I was walking along and suddenly got to thinking back on something strange I had seen a few years before: I was at a construction site, filled with tools and equipment, and near the center of the room was a ladder that had a post-it-note securely taped to it. The note, written in big black marker read, “Mine not yours.”
I assume the owner of the ladder had put up the note to let others know the ladder was his/hers. But, ironically, the message made it sound like the ladder belongs to any reader who reads the note. After all, when I read, ‘mine not yours’, I do so from my own perspective; the voice in my head thinks of itself as the ‘me’ not the ‘you’. If ownership is something that requires my or your perspective, then is it something universal? Is it capital T true?
Can a note keep the ladder ‘faithful’ and prevent it from allowing itself to be used by someone else? Can it keep the ladder from ‘walking away’, being taken by some other worker? Can it keep the ladder from falling or breaking or losing structural integrity? The note actually tells the real truth: if my ladder, my belongings, obeyed me they wouldn’t need a note in the first place. What is mine would act like it was mine and it would be plain for all the world to see.

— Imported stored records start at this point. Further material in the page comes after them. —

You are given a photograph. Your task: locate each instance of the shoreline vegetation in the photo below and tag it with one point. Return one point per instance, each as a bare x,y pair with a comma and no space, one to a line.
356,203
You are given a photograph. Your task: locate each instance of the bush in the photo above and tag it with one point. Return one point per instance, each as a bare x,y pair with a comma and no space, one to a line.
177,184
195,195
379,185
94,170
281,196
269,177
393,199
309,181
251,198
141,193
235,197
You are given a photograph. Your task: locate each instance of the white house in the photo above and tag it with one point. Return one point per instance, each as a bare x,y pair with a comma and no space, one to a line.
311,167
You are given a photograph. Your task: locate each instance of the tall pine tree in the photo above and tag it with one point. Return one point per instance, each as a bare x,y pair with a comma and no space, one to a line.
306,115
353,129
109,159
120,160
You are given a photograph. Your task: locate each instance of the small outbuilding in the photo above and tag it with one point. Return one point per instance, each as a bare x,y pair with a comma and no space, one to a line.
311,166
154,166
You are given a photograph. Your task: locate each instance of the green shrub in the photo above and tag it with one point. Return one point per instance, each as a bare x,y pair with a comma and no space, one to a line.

Instead, a ladder, like all objects, has a ‘life of its own’. It is a combination of parts, it has a moment in time (birth) at which all those parts come together, it has a period where –like Shed– it maintains its ladder function and form (life), and ultimately it will come apart, erode, decompose, break, i.e. die. While it exists, the ladder has ‘rules of its own’, ways it can be used, limits to its function and strength and structure. Ownership can’t change any of this, and the concept of mine-ness, born from my perspective, oblivious to the reality of the object is as flimsy as the sticky note it was written on.